Numa publicação nas redes sociais na terça-feira, Trump disse que a medida se baseou “no pedido do Paquistão e de outros países, no tremendo sucesso militar que tivemos durante a campanha contra o país do Irão e, adicionalmente, no facto de ter sido feito um grande progresso no sentido de um acordo completo e final com os representantes do Irão”.

O Paquistão tem mediado entre os EUA e o Irão e organizou conversações de paz entre os dois lados.

Na quarta-feira, o primeiro-ministro do Paquistão, Shehbaz Sharif, agradeceu a Trump pelo que descreveu como um anúncio oportuno de uma pausa no esforço para guiar os navios para fora do estreito.

Numa publicação no X, Sharif disse que a resposta de Trump aos pedidos do Paquistão e de outros países, especialmente da Arábia Saudita, ajudaria a promover a paz, a estabilidade e a reconciliação regionais.

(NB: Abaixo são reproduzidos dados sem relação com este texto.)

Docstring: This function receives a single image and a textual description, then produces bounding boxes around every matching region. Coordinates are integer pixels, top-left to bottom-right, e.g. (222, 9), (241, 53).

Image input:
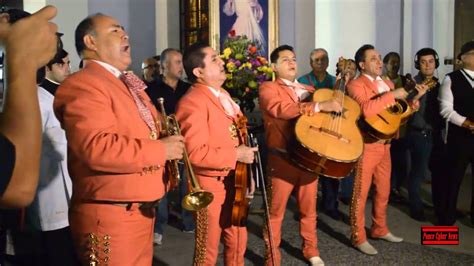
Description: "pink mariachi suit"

(54, 61), (166, 265)
(259, 79), (319, 265)
(176, 83), (247, 265)
(347, 74), (395, 246)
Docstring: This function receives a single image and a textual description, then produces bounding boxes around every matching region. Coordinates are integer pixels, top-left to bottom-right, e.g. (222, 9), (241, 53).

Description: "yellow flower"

(222, 47), (232, 59)
(242, 62), (252, 69)
(225, 62), (235, 73)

“O Paquistão continua firmemente empenhado em apoiar todos os esforços que promovam a contenção e uma resolução pacífica de conflitos através do diálogo e da diplomacia”, disse Sharif. “Temos muita esperança de que a actual dinâmica conduza a um acordo duradouro que garanta uma paz e estabilidade duradouras para a região e para além dela.”